A cyber-attack on the vendor of a network of dental practices may have exposed the data of tens of thousands of patients.
A cyber-criminal used a phishing attack to gain access to the computer systems of North American Dental Management between March 31 and April 1, 2021. Pittsburgh-based North American Dental Management provides administrative and technical support services for Professional Dental Alliance (PDA) offices.
PDA notified patients that an unauthorized individual may have accessed some of their protected health information (PHI) after the security breach.
The information that may have been exposed was stored in email accounts that the attacker could breach.
"Professional Dental Alliance (‘PDA’) was recently notified that a few email accounts of its vendor, North American Dental Management, containing some limited patient information were accessed by an unauthorized person between March 31 and April 1, 2021, as the result of an email phishing incident," stated PDA affiliate Grove Dental Associates in a data breach notice published on its website.

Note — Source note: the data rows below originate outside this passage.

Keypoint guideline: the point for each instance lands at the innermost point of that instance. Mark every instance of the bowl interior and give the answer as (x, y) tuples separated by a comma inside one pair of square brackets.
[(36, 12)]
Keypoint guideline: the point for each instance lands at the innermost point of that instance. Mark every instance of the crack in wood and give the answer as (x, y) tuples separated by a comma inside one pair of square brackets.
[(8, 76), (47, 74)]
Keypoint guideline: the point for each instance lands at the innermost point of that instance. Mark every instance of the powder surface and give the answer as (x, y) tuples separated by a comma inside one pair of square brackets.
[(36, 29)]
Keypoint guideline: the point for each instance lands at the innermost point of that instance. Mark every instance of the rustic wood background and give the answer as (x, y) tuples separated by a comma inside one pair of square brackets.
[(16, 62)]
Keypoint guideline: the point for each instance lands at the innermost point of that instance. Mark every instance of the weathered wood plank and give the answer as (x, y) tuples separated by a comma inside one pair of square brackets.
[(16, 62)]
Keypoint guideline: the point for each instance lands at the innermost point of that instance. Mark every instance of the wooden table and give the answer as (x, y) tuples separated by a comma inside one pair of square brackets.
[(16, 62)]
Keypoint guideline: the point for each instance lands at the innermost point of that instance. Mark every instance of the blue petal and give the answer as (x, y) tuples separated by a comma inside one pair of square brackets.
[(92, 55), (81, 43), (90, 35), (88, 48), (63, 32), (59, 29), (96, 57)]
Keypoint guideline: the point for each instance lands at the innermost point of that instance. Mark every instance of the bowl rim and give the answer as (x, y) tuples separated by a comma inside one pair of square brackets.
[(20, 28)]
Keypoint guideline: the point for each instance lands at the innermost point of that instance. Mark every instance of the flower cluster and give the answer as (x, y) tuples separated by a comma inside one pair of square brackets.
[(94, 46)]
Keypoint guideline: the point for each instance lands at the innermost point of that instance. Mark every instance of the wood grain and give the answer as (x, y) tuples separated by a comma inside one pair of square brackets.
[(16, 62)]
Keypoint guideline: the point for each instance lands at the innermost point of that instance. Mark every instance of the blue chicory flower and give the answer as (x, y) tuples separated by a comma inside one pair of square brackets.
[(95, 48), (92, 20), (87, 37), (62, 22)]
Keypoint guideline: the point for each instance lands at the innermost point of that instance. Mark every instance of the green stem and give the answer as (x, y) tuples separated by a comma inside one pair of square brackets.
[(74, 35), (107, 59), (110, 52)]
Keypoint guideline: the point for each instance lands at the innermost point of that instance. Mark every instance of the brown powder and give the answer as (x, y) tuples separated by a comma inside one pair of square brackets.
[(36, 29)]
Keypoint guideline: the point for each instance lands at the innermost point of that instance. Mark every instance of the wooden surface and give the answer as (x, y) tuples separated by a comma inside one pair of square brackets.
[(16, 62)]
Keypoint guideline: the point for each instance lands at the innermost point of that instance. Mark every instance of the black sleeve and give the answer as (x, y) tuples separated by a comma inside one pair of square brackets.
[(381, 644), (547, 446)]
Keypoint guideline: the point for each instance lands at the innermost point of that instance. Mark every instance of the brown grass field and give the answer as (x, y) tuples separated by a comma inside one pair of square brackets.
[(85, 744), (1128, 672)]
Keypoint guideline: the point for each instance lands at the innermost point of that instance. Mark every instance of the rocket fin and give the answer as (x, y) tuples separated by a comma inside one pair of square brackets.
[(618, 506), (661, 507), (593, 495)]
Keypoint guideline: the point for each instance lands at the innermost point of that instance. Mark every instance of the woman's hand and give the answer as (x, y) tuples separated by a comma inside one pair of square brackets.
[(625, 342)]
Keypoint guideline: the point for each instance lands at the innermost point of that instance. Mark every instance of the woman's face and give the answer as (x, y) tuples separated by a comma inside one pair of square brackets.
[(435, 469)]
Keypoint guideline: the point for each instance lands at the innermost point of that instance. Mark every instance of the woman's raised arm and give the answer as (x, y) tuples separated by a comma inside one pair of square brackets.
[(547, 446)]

"At this time, the identity of some individuals is known, but the vendor’s investigation is ongoing."
After discovering the breach, North American Dental Management took steps to secure the compromised email accounts and launched an investigation.
PDA said that it had not found any evidence of any actual misuse of personal information and that its investigation of the matter indicates that the attack was limited to email credential harvesting.
The threat actor did not access PDA’s patient electronic dental record or dental images; however, the Alliance found that some sensitive personal information may have been present in the compromised email accounts.
Grove Dental Associates said: "The full extent of the potentially affected personal information is not yet known and will vary between persons, but it may include the following: name, address, email address, phone number, dental information, insurance information, Social Security Number, and/or financial account numbers."
The breach was reported to the DHS’s Office for Civil Rights, impacting 125,760 patients in Connecticut, Florida, Georgia, Illinois, Indiana, Massachusetts, Michigan, New York, Texas and Tennessee.
PDA is offering complimentary credit monitoring and identity theft services for two years for potentially affected patients.